Seven o’clock. Emily is in bed and Samantha is starving. Peter should be home by eight, but she is too hungry and, frankly, not in the mood to wait for him. In the living room, she finds a low bank of glowing coals in the grate and tops them up from the bucket. The house is cosy, at least.

In the larder there’s some dried pasta and half a carton of fresh pesto in the fridge. While the pasta boils, she calls her mother, whose village gossip always straightens her out.

Sure enough, her mother regales her with the story of the stranger who, on Tuesday evening, sat in Charlie West’s chair in the Dancing Drake, the pub where her mother works, the silent scandal that followed; Fiona Kelly, who organised the maypole dance for the last spring fete, is in hospital again with her nerves; Tara Munday’s lad broke his wrist coming off his quad bike and had to be taken to York to have it reset.

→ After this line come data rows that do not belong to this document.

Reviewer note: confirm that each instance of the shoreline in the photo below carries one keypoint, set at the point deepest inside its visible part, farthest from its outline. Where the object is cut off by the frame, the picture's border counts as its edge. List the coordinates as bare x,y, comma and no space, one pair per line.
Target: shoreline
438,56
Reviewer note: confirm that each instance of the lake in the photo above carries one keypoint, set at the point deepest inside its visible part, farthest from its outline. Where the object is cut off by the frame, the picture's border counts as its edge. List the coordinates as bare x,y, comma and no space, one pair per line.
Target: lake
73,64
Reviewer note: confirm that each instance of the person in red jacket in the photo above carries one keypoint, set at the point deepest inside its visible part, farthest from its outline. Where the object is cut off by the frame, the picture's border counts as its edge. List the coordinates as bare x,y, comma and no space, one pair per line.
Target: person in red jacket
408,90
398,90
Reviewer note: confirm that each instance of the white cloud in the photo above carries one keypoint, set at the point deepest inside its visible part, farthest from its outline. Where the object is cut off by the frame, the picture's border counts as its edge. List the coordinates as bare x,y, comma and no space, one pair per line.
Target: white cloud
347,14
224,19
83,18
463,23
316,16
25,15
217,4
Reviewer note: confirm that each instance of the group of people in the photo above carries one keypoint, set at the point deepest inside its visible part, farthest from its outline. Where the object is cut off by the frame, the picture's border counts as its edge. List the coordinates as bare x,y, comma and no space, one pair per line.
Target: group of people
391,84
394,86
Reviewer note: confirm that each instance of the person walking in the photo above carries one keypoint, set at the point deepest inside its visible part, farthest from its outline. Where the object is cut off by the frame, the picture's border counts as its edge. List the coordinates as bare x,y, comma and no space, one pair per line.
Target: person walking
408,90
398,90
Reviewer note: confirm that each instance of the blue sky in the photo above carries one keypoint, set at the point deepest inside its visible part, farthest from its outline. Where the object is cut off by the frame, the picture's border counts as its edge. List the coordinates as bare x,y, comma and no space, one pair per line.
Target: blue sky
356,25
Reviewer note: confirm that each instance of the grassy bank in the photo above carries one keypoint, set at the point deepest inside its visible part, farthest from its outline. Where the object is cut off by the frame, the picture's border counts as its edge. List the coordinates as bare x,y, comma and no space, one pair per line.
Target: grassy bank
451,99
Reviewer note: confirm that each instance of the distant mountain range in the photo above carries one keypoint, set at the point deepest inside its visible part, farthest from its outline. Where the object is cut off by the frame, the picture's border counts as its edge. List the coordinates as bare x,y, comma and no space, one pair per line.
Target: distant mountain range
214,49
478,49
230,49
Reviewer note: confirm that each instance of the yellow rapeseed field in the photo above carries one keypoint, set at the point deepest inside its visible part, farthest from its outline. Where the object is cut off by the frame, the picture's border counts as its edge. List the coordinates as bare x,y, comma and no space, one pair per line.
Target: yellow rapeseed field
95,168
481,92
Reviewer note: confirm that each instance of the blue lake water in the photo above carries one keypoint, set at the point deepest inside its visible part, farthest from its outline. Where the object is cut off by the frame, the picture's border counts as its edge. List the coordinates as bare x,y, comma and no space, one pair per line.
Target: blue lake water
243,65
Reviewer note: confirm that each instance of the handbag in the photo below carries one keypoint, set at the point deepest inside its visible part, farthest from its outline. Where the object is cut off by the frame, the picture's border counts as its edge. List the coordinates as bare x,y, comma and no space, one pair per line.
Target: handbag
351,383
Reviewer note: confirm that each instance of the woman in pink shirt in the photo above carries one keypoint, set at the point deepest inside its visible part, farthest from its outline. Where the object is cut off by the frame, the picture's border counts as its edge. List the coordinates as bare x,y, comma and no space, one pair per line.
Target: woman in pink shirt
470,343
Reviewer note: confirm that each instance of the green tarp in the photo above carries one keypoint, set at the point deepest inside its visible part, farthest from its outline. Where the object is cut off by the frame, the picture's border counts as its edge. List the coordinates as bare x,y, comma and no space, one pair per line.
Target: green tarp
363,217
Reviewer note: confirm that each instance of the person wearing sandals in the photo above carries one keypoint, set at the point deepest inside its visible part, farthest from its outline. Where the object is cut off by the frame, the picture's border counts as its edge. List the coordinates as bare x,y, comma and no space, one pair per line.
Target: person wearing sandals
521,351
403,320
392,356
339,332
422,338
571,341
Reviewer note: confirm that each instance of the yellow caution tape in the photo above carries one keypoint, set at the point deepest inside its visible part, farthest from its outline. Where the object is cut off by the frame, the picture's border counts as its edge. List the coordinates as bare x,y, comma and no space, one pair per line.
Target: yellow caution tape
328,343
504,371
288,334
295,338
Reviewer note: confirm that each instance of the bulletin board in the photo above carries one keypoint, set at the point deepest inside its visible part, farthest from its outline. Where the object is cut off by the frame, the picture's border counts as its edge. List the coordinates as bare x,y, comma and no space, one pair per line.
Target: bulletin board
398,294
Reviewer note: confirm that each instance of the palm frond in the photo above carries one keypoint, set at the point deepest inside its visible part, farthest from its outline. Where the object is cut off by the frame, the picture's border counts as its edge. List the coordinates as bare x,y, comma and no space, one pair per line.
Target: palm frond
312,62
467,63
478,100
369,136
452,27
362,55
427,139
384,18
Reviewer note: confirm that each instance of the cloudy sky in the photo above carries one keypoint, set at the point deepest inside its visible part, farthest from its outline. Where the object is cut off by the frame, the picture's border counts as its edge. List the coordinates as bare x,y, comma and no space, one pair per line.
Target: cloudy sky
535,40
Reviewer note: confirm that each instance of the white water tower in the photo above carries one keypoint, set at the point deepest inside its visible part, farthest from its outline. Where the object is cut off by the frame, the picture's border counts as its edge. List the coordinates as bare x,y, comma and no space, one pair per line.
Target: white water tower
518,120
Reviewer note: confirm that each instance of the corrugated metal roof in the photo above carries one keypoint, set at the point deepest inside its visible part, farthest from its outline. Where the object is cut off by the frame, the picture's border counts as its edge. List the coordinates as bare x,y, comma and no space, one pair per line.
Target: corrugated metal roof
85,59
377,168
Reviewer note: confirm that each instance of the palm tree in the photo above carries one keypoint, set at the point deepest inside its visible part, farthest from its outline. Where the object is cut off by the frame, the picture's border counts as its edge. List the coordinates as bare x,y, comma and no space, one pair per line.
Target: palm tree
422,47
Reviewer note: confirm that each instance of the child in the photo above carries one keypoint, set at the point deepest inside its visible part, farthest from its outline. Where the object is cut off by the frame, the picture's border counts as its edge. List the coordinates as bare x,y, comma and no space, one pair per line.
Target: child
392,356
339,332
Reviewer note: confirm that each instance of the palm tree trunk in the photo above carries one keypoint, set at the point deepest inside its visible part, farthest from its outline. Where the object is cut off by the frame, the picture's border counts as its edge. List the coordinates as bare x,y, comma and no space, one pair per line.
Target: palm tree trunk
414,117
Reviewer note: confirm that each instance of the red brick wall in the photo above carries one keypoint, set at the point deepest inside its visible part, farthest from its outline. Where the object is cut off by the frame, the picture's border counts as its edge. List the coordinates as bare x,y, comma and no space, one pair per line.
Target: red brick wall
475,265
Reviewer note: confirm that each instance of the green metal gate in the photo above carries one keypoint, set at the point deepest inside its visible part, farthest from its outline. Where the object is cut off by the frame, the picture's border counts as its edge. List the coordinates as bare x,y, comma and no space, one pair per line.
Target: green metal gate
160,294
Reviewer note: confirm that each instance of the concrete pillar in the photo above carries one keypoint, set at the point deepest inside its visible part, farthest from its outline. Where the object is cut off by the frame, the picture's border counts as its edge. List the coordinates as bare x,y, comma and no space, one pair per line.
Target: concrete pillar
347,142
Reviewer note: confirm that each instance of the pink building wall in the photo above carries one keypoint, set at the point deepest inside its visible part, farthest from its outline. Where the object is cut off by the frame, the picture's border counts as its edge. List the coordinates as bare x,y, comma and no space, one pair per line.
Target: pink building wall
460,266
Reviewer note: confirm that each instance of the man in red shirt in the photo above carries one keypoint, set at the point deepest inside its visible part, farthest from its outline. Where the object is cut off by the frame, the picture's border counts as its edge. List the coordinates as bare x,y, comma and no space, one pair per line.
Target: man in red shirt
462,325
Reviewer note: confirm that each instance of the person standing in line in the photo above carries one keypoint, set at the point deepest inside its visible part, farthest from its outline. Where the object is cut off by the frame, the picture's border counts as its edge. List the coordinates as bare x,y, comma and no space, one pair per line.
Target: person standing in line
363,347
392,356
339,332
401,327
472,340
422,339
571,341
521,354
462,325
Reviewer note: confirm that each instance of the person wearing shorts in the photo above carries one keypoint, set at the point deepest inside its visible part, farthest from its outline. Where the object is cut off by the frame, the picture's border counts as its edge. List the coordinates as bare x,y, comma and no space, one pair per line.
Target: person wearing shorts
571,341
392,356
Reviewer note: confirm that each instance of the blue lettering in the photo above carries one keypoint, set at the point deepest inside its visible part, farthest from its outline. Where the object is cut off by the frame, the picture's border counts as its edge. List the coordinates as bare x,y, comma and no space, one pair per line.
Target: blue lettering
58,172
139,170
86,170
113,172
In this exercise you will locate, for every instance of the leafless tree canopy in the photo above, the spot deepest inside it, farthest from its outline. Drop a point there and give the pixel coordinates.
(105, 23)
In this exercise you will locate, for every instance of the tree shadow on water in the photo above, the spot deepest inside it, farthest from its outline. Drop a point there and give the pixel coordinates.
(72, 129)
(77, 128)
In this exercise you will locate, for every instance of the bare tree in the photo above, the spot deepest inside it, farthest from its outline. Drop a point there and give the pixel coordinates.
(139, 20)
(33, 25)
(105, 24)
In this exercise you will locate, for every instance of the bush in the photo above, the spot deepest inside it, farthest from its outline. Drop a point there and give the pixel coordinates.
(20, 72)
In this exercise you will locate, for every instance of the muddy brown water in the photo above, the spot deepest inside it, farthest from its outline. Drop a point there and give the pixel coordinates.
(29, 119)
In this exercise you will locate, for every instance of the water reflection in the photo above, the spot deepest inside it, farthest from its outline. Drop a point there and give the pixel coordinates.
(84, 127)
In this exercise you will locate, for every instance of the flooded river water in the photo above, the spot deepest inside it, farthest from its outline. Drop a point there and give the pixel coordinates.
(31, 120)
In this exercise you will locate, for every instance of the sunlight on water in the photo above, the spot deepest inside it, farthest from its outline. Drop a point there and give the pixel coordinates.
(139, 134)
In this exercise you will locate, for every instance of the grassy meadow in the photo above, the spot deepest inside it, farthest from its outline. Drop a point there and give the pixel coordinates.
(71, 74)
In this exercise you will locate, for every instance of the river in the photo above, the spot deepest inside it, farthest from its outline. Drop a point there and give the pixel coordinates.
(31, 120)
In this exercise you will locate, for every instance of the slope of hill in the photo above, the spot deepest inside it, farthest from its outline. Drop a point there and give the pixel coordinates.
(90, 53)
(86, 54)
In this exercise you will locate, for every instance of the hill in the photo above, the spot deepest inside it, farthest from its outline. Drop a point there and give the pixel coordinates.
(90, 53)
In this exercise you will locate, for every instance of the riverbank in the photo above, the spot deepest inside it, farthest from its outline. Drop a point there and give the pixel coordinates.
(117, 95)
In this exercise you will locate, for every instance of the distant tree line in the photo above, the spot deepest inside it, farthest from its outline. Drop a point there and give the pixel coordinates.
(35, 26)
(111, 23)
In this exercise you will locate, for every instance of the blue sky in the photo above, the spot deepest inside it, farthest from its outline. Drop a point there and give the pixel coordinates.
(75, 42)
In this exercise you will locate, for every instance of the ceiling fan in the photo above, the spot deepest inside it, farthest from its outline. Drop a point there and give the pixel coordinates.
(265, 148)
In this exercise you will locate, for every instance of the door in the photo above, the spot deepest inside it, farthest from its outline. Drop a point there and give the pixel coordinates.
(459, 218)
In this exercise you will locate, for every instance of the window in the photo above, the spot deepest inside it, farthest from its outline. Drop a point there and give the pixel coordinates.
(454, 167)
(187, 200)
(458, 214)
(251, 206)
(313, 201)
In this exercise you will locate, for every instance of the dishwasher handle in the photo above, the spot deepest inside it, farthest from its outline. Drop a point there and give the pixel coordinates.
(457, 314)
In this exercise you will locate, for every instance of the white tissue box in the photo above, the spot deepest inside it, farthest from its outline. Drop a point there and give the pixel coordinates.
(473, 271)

Last of the stoics, her mother never once mentions the farm, the life that was sold from under her.

Samantha eats two rounds of toast while she listens, several slices of Cheshire cheese, a lone leftover falafel and a handful of walnut halves. Peter has never, in all the time she’s lived with him, stocked crappy foods. Which is a shame. Right now, as she tells her mother about her first ever class, she longs for a treat from the packed lunches Mum used to make: prawn cocktail crisps or cheese strings or a greasy, salt-saturated Peperami.